When employers and employees have grievances that fall under legislation for Canadian employment law, either party may decide to launch a litigation suit by filing a claim for damages. Each province establishes its own rules and guidelines for handling such claims. In Toronto, however, such claims are not permitted to go directly to trial before a court and judge. A mandatory step in the litigation process is a mediation session.
A mediator is an independent third party, but not necessarily a lawyer, who meets with both parties and their lawyers in an attempt to reach an agreement. The two parties may agree on the selection of a mediator, or the Mediation Coordinator’s Office may appoint a mediator to the case. The mediator does not rule on the situation, but rather provides assistance that can help the parties find common ground and, ultimately, a mutual resolution.
Why Go Through Mediation First?
Though many feel that their employment grievance is too far advanced or complicated to be resolved through mediation, in actual fact, less than 2% of cases in Canada actually go to trial in a court of law. The overwhelming majority of cases are settled before, during or after mediation.

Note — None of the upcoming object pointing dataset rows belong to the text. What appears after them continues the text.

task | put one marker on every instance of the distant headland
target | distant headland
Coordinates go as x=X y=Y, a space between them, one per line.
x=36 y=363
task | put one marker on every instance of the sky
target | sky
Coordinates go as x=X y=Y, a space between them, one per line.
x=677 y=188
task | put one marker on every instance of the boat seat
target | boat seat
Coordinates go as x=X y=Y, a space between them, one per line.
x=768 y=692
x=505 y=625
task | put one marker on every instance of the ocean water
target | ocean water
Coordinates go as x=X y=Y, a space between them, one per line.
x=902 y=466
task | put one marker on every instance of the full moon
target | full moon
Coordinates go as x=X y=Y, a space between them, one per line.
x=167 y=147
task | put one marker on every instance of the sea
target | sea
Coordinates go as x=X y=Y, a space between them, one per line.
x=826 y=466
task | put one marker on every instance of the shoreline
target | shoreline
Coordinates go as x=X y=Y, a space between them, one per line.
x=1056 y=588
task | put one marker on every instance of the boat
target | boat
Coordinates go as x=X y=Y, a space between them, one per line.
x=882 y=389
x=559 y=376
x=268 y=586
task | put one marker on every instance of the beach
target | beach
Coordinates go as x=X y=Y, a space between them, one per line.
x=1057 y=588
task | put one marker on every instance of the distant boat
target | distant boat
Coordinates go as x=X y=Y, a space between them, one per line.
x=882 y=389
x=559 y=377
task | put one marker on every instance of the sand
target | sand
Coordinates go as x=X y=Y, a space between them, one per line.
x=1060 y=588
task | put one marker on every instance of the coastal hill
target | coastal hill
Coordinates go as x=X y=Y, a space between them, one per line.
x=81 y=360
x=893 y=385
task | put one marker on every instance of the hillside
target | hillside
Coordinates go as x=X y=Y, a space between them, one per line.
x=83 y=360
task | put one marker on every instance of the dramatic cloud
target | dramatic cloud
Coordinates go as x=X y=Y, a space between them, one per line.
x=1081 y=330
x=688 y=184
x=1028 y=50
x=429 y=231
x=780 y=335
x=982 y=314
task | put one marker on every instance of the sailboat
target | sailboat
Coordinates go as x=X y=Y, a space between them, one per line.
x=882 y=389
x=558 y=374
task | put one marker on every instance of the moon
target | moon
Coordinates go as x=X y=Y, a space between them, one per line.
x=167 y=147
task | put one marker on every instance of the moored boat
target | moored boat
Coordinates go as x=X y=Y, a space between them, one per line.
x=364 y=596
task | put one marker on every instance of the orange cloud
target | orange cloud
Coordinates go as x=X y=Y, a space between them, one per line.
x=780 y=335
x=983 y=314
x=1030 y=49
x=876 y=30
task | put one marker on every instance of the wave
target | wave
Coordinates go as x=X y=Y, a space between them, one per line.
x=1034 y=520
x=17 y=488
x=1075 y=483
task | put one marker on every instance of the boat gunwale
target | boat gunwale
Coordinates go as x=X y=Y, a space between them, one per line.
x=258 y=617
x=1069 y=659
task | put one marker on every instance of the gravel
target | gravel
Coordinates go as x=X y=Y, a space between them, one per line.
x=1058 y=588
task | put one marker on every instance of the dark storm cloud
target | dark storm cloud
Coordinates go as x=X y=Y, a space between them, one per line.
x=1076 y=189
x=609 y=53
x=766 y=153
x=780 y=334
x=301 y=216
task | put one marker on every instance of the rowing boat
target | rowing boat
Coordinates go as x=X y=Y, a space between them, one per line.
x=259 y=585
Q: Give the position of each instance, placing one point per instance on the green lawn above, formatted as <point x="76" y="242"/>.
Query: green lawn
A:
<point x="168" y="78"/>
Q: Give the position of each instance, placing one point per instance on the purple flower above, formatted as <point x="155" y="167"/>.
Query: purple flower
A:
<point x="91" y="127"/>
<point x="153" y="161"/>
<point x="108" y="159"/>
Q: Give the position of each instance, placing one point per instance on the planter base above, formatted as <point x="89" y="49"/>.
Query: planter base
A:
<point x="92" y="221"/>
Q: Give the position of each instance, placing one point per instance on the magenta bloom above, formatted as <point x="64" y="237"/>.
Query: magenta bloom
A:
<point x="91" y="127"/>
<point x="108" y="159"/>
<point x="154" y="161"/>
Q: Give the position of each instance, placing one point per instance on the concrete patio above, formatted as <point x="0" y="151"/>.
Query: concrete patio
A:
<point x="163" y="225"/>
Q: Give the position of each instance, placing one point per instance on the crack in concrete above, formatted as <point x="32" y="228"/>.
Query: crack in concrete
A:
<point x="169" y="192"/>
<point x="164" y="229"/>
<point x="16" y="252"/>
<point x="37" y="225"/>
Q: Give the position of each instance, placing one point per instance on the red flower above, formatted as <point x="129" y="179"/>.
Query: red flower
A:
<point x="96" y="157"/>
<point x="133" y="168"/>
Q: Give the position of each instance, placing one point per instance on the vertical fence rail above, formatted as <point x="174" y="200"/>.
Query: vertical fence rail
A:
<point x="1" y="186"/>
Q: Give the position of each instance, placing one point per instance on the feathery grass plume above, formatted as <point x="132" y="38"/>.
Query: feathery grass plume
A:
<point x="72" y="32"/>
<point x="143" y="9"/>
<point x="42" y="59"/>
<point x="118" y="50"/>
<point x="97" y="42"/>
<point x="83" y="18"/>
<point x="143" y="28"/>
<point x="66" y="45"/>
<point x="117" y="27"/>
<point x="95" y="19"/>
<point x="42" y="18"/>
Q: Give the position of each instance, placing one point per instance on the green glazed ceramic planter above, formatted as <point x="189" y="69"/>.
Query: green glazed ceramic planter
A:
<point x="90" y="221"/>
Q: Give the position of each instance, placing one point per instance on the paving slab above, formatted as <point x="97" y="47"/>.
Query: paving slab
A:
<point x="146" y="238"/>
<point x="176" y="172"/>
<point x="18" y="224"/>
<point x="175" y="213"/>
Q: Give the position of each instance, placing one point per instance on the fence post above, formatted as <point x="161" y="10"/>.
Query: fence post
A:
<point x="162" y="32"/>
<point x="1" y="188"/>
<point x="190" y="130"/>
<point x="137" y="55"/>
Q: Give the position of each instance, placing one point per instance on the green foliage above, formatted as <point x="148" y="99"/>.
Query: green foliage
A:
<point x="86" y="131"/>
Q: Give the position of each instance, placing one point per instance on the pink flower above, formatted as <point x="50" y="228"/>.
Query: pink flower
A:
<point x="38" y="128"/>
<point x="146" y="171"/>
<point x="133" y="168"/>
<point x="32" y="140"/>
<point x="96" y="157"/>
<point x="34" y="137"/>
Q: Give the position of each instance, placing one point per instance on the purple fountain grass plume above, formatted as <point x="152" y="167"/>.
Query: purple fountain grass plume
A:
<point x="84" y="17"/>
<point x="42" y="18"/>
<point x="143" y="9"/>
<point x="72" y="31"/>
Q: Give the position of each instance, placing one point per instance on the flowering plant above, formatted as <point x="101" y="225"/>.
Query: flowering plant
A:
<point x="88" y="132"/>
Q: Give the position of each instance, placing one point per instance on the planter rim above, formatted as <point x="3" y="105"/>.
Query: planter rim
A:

The mandatory mediation requirement in Toronto exists for a number of reasons that directly benefit the aggrieved parties:
- Mediation reduces the time needed to settle the dispute, thus avoiding the lengthy process and emotional toll of going to trial;
- A shortened litigation process often results in fewer legal costs, thus making it more feasible for parties to legally address their employment grievances;
- Mediation can settle disputes without associated public disclosure of a trial that could negatively impact both employers and employees;
- Mediation places less strain on the court system, thus reducing backlog and allowing more cases to proceed to trial with less delay.